The company stressed that the errors did not affect profits, but questions were raised about Fannie Mae’s internal controls at the time. Five years later, Fannie Mae was rescued by the US government as the credit crunch took hold.
Computer says 000
MI5, the UK’s domestic spy agency, tapped 134 incorrect telephone numbers in 2010 following a spreadsheet error that altered the last three digits in the numbers to “000”.
A report admitted the errors were caused by “a formatting fault on an electronic spreadsheet”, adding euphemistically that “a degree of unintended collateral intrusion occurred”.
Virus problems
During the coronavirus pandemic, nearly 16,000 cases went unreported in England after an Excel error. The Guardian reported that the mistake may have been caused by a file containing test results, sent from NHS test and trace to Public Health England, exceeding the number of rows it could contain.
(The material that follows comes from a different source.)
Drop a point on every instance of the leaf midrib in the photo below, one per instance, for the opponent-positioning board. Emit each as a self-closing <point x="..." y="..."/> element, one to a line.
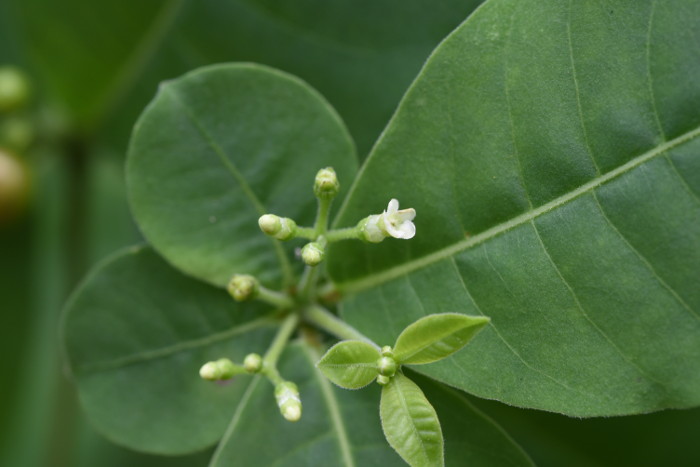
<point x="333" y="407"/>
<point x="372" y="280"/>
As a consequence, test reports were missed off and thousands of potentially infectious people were missed by contact tracers.
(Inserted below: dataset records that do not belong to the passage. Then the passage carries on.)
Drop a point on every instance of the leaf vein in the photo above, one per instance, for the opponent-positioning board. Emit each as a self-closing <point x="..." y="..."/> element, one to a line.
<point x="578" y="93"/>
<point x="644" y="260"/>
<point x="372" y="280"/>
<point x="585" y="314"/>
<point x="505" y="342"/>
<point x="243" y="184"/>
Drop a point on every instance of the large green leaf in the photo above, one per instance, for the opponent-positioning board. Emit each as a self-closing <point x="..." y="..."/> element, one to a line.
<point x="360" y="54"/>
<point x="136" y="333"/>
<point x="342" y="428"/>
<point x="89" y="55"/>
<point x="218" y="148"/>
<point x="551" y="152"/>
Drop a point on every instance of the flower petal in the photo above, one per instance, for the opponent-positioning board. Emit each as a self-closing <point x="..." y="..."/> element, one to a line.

The then health secretary, Matt Hancock, said the incident “should never have happened”.
Whale-sized mistake
An internal report into a $6bn trading loss at the US investment bank JP Morgan, at the hands of a trader known as the London Whale, found flaws in how an important measure of financial risk at the institution was being calculated.
One problem was that the risk model monitoring the fateful portfolio operated “through a series of Excel spreadsheets, which had to be completed manually, by a process of copying and pasting data from one spreadsheet to another” – a process that might ring bells for some Excel veterans.
An error was created after a cell mistakenly divided by the sum of two interest rates, rather than the average, according to the report.
James Kwak, a US scholar, said the report outlined one of Excel’s main issues: its accessibility.
“The biggest problem is that anyone can create Excel spreadsheets – badly,” he wrote.
• This article was amended on 31 October 2024. An earlier version referred to Excel celebrating its 40th birthday, rather than nearing its 40th birthday: development of the program began in 1984, however it was not launched until 1985.